You can start by using $\frac{e^{iz}}{z}$ , because it has a simple pole at z=0 and has a residue $e^{i(0)}=1$

I have been studying a little CA when I have time, but don't have my sea legs yet.

**kalagota** · November 30th 2007, 06:40 PM

yeah, i was solving it using ibp but i don't get anything useful..
about using CA concepts, it is possible if s/he has taken the course.. personally, i haven't taken it so i can't even use it.. Ü

**Krizalid** · November 30th 2007, 07:00 PM

Originally Posted by liyi

Evaluate $\int_{-\infty}^{+\infty}\frac{\sin x}x\,dx$

$\frac1x=\int_0^\infty e^{-ux}\,du.$ so,

$\int_{ - \infty }^{ + \infty } {\frac{{\sin x}} {x}\,dx} = 2\int_0^\infty {\int_0^\infty {e^{ - ux} \sin x\,du} \,dx} .$

Now the remaining challenge is to compute ${\int_0^\infty {e^{ - ux} \sin x\,dx} }.$ (Reverse integration order.)

This is nasty applyin' integration by parts, but it's quickly considering the following:

$\int_0^\infty {e^{ - ux} \sin x\,dx} = \text{Im} \int_0^\infty {e^{ - (u - i)x} \,dx} = \text{Im} \frac{1} {{u - i}} = \frac{1} {{u^2 + 1}}.$

And finally

$\int_{ - \infty }^{ + \infty } {\frac{{\sin x}} {x}\,dx} = 2\int_0^\infty {\frac{1} {{1 + u^2 }}\,du} = \pi .$

**galactus** · December 1st 2007, 03:34 AM

Whoa, Kriz, you show off you. I am now bowing to the master. Very clever indeed.

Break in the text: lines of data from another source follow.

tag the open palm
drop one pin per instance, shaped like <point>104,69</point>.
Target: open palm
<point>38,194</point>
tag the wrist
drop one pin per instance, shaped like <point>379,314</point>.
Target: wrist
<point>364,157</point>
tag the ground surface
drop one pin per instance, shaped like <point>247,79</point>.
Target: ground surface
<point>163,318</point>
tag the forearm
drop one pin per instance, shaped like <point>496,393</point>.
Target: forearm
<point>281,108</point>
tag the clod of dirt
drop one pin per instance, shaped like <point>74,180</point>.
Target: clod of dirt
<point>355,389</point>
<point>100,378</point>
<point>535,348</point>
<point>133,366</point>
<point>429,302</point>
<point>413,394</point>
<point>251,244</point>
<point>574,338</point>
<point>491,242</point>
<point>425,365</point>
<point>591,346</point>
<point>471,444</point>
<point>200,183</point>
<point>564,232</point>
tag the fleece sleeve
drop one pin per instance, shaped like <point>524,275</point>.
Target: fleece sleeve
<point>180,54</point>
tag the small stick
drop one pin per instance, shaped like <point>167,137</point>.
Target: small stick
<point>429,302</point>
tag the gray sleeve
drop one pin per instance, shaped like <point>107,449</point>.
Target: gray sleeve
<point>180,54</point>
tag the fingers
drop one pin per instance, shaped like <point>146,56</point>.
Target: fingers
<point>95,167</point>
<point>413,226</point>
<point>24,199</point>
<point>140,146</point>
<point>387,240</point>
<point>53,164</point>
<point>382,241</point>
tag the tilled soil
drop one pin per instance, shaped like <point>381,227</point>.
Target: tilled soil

**ThePerfectHacker** · December 1st 2007, 02:20 PM

Let $f(z) = \frac{e^{iz}}{z}$ . Consider the square contour $C$ (for $A,B>0$ large) from $-A$ to $B$ with $\gamma$ be a semicircular contour from $-r$ to $r$ (for $r>0$ small).
Then by Cauchy's theorem*:
$\int_{r}^{\infty}\frac{e^{ix}}{x}dx + \int_{-\infty}^{-r} \frac{e^{ix}}{x} dx - \int_{\gamma} f(z)dz = 0$
Now make $r\to 0^+$ to get:
$\int_{-\infty}^{\infty} \frac{e^{ix}}{x} dx = \pi i$
Equate real and imaginary parts.

*)The issue of convergence is covered by Jordan's lemma.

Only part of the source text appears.